I can no longer stand in its doorway,
I have waited for you there so long.
I cannot forever live on the thought of a dream we share,
You cannot enter my world.
I have tried to bring you across the threshold of conception and birth.
I have fought time, doctors, devils and God Almighty.
I am weary and there is no victory.
Other children may someday live in my heart but never in your place.
I can never hold you,
I can never really let you go,
But I must go on.
I can no longer live on the thought of the dream we would share.
The unborn are forever trapped within the living.
But it is unseemly for the living to be trapped in the unborn.”
The upshot is that families who acknowledge differences develop empathy and have better communication. I think we’ve done well with that in this family. For one thing, open adoption keeps us honest because we are surrounded by “reminders” – birth families. For another, having this many people in one family who are not genetically related forces the issue. And, finally, John and I are – because of our personal histories – both inclined to face reality and hard truths head on.
I can’t go without mentioning the second speaker at this workshop. She works in embryo adoption. Remember: there are more babies created through third party donors each year than all domestic and international adoptions combined. She talked about the importance of resolving infertility and about the couple who plans on purchasing an embryo owning the fact that this is THEIR choice to bring a child into the world created in this way. They need to be prepared to be their child’s advocate and to meet his/her needs whatever they may be. She pushed for openness in the donor arena – giving children a way to contact their genetic kin. (There is a donor sibling registry now, and 40,000 families are already registered.)
The speaker talked about the huge number of embryos in storage. Half of the couples who created the embryos decide NOT to decide what to do with them, and they remain in storage. The couples who do decide to donate their embryos do so because they believe they have gone through so much to create them that they want their potential children to have parents. The speaker works at an organization where embryo transfer is treated as an adoption. The genetic parents are counseled like birth parents. A home study is conducted on the prospective recipients of the embryo and they meet the donors and get to know each other.

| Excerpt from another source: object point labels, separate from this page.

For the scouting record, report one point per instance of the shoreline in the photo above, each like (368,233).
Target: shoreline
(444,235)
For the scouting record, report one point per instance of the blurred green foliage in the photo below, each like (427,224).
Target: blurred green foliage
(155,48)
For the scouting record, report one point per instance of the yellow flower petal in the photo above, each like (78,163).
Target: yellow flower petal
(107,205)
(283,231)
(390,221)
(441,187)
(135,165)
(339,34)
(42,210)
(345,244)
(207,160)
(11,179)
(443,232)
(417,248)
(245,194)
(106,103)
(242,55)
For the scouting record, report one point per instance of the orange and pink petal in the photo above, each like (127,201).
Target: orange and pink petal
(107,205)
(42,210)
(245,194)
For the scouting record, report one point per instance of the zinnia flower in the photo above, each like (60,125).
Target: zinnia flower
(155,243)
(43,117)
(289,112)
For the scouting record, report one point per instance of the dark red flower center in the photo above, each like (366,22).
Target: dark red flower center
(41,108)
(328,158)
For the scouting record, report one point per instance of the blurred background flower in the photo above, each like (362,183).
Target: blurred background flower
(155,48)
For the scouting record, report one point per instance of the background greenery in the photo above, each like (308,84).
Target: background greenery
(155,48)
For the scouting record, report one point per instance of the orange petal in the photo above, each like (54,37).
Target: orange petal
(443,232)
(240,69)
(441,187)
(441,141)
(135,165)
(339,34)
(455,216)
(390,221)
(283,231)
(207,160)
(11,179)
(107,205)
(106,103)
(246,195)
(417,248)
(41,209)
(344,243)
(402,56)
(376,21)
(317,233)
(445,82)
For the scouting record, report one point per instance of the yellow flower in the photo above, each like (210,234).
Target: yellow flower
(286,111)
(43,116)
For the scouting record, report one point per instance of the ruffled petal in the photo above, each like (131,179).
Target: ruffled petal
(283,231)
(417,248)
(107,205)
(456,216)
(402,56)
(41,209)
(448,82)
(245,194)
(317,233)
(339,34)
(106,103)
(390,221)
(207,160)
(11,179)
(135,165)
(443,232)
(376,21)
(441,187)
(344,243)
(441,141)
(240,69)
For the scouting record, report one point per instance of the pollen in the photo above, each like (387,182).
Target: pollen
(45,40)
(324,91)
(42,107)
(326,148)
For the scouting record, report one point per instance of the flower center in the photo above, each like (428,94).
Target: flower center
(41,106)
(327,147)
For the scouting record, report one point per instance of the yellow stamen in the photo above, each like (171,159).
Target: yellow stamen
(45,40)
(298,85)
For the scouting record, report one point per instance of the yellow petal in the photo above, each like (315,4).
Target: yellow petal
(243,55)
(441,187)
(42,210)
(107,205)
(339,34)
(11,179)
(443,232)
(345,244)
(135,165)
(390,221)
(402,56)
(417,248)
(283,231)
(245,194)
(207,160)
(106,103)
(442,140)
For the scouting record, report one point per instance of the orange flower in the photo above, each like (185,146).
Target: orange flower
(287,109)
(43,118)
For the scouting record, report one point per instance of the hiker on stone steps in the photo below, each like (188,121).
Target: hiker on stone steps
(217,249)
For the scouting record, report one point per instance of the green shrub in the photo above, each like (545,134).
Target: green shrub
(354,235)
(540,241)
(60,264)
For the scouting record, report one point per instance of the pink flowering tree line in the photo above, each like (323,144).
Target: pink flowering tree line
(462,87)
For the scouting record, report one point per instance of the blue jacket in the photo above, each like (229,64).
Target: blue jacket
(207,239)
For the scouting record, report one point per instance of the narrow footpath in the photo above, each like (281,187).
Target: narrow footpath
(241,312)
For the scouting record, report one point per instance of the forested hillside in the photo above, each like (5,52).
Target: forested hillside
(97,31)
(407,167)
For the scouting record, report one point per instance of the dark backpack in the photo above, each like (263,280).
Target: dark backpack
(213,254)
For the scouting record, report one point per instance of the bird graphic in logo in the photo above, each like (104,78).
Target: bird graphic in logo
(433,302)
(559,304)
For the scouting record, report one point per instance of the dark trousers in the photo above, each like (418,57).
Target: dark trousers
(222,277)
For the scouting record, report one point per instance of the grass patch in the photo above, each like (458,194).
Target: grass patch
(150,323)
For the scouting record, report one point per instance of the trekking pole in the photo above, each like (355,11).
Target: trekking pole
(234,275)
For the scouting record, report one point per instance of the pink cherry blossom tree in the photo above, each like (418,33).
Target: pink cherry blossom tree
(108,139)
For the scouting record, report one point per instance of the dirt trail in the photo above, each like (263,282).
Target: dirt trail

Although in many states embryos are considered “property” that is transferred to its new owners, in her practice, there is an adoption decree that finalizes the process… This makes sense to me. Wherever you stand on the beginning of life, if an embryo results in the birth of a child, this arrangement isn’t about a property transfer. These children wind up in the same position as any child who is adopted: they have a different set of genetic parents and deserve the same access to information and relationships.
I’ve said and written before: “adoption exists because life is not perfect. If it were, all women who give birth would be able to raise their children. If it were, the women who wanted to become pregnant and bear children would be able to. If it were, children would be able to live with their original parents and have all their needs met.” (EIIOT Preface) The people who came to this conference were self-selected. Either as professionals or as members of the triad, they are wrestling with personal feelings of loss or trying to make the process and policies regarding adoption better. That’s a good thing. But, I have to remember that the vast majority of folks affected by adoption were not there. And many of them are managing just fine. Adoption is not a bad thing – in my opinion – despite the inherent losses. There is much to celebrate. But it is also important to continue learning so that our eyes are open to what we can do better.